Whether the buttons do anything, I have no idea

6 comments

I know I'm in the minority here, but I am a big fan of the new system. I would torture myself trying to decide between, e.g., 3 or 4 stars for movie. And then go back and re-rate other movies that I realized I liked more but rated lower than the just-rated movie.

Their % match numbers are fairly accurate, but I have had to go into the watch history and delete the occasional movie watched and finished that we actually hated. No number of 1-stars (or thumbs downs) would eradicate its effects on the recommendations.

My system was (and is, in DVDs):

  5 - Absolutely loved it, will buy a disc
  4 - Good, but won't buy a disc
  3 - Movie was okay
  2 - Not a good movie
  1 - Stopped watching 20 minutes into it
My problem with binary choice is that 1 == 2 and 3 == 4 == 5, whilst 1 and 5 were very special for me. :(
Plus the scale bias differing vastly between people and cultures makes the data a mess.

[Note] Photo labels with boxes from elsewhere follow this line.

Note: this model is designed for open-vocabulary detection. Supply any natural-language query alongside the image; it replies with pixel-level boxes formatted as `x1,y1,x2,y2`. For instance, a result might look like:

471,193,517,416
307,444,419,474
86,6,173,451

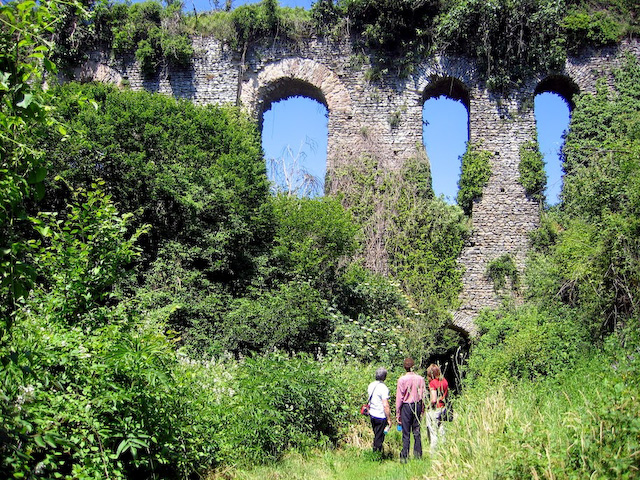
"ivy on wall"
56,0,640,89
457,142,493,215
518,140,547,201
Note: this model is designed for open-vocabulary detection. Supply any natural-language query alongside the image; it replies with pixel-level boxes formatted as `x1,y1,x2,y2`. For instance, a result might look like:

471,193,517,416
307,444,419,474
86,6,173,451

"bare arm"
429,388,438,405
382,398,391,425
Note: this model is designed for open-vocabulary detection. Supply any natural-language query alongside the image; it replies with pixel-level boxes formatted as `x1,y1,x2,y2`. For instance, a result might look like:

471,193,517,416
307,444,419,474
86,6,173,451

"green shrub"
466,305,587,384
219,353,350,465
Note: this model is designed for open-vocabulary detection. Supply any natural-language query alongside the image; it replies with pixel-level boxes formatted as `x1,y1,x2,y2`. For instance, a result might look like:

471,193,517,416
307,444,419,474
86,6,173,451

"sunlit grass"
208,447,430,480
207,421,431,480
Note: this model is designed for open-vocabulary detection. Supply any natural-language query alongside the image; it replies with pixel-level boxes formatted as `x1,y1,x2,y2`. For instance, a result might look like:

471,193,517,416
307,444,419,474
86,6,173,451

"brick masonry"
75,37,640,335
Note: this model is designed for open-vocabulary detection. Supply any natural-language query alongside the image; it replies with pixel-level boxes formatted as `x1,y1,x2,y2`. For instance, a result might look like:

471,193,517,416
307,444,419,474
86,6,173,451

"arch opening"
260,84,328,197
422,77,469,204
534,75,579,205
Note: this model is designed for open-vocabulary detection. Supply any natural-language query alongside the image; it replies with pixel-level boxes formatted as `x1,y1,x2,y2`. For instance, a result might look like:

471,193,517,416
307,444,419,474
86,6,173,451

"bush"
456,143,493,215
219,353,355,465
466,305,588,385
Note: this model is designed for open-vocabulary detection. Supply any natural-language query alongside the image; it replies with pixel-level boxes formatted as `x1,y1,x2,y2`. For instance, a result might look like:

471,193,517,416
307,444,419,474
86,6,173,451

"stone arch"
240,58,353,127
422,77,470,108
421,77,471,138
533,75,580,112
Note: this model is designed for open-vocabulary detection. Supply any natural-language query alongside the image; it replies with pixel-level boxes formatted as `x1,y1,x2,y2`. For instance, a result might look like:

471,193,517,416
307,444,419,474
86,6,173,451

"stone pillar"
454,89,540,335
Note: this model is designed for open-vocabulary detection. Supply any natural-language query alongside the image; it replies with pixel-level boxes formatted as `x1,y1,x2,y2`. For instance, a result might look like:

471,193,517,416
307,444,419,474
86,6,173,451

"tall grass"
208,340,640,480
426,344,640,480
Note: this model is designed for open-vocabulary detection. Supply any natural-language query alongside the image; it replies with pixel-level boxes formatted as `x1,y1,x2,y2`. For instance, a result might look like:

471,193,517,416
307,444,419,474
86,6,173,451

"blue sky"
179,0,569,205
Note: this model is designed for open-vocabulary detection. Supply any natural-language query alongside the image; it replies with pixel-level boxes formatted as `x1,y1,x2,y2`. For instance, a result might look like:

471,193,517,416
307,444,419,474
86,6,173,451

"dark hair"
427,363,442,378
376,367,387,382
402,357,415,372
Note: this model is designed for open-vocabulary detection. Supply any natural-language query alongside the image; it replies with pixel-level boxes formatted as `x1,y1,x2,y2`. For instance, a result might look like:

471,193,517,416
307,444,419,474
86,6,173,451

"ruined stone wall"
76,37,640,334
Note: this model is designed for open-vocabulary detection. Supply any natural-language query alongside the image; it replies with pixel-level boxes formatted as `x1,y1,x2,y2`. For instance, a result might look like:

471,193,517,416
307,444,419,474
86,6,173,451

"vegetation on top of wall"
456,142,493,215
56,0,640,88
518,140,547,202
333,156,468,358
530,57,640,337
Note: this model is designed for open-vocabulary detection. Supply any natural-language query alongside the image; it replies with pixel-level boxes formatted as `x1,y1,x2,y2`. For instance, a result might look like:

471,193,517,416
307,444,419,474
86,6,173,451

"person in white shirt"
367,367,391,453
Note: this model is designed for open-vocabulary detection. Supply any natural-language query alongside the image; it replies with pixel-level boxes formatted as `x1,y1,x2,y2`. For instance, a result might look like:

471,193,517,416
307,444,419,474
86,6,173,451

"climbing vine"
457,142,493,215
57,0,640,89
518,140,547,201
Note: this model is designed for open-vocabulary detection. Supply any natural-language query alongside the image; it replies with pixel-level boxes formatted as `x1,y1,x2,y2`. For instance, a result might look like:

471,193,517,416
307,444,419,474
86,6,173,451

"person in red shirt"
396,358,427,463
427,363,449,453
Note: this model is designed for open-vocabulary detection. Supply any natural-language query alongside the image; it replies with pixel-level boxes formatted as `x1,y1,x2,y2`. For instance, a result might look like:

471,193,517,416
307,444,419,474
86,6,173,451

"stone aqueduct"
76,37,640,335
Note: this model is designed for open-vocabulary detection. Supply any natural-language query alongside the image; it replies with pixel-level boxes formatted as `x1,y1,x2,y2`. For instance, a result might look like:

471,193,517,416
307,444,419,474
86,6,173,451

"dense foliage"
456,53,640,478
5,1,640,479
456,142,493,215
518,141,547,202
52,0,640,92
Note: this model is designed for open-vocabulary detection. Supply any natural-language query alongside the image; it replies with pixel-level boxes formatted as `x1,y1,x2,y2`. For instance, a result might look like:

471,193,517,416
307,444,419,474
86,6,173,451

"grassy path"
214,448,430,480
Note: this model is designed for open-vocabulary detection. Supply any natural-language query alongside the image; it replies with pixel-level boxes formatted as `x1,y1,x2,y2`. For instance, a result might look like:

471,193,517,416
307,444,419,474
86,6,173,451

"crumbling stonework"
76,37,640,335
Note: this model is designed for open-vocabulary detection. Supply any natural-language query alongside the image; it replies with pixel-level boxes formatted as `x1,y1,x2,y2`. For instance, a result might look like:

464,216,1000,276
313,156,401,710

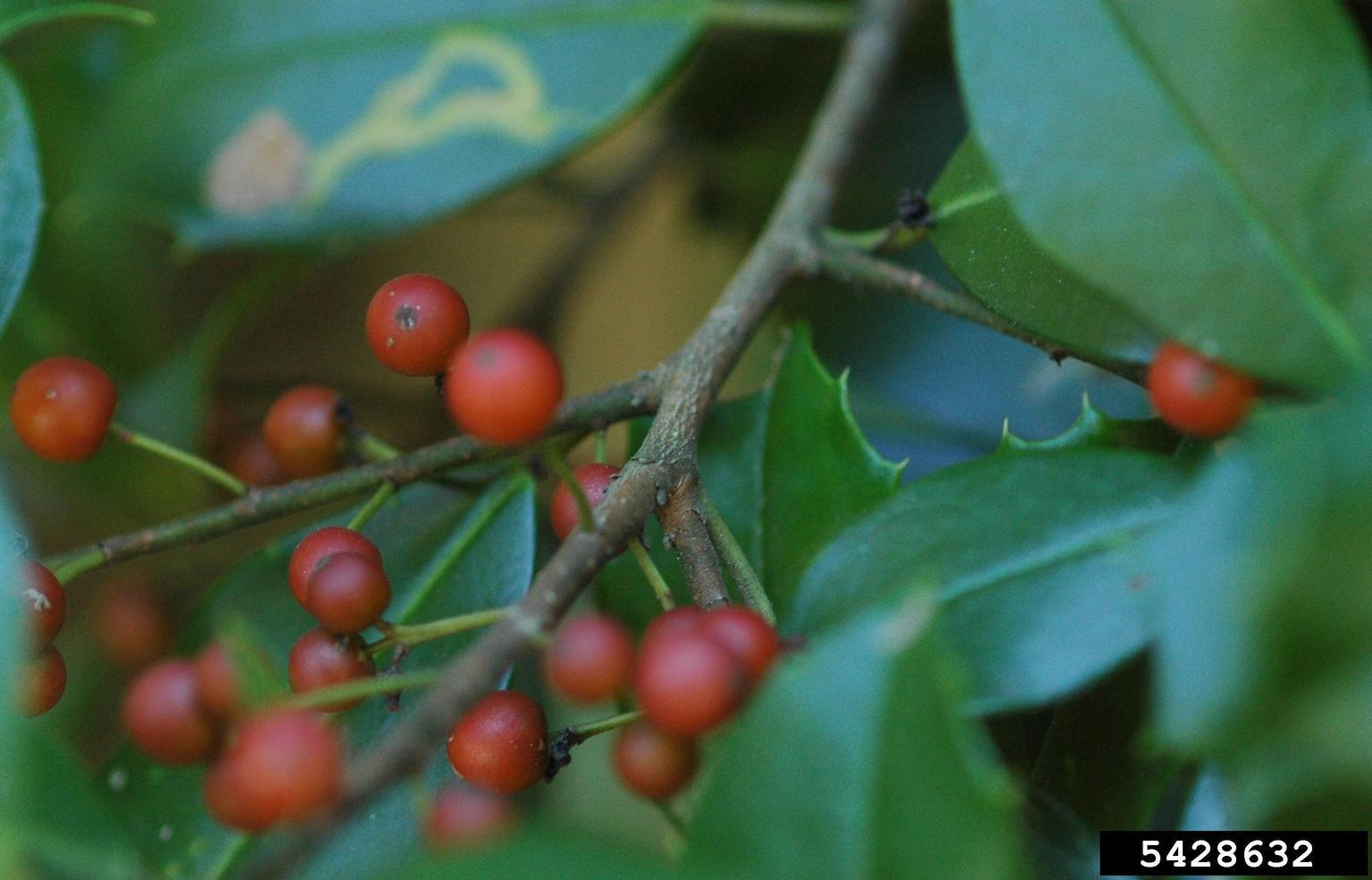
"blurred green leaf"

Like say or me a 5 means 100% perfect, Why discreet choice stuff is all the rage in the market research world. (unless that's changed in last few years)

Asking people "which of these 3 things you like best" vs. "rate these 3 things 1-5" will usually give you much more useful data, plus be easier for respondents.

Popular recommendation algorithm like collaborative filtering by matrix factorization takes into account the accounts for user and item biases (the simplest method is to normalize the ratings of a particular user by the average of ratings of that user).
Couldn't you control for that by weighting people's ratings by the range in which they provide them? Like weighting a 5-star review a bit more from someone who averages 3's than someone whose ratings average 4's? Far from perfect sure but I bet it could save a lot of results from needing to be thrown out.
With stars you can cross compare with others to see if they have the same score. With simple thumbs up recommendations you cannot compare the ratings as the score is whether it appears to you or not.
If what you say is true, that's an argument in favor of eg aggregating via median instead of average.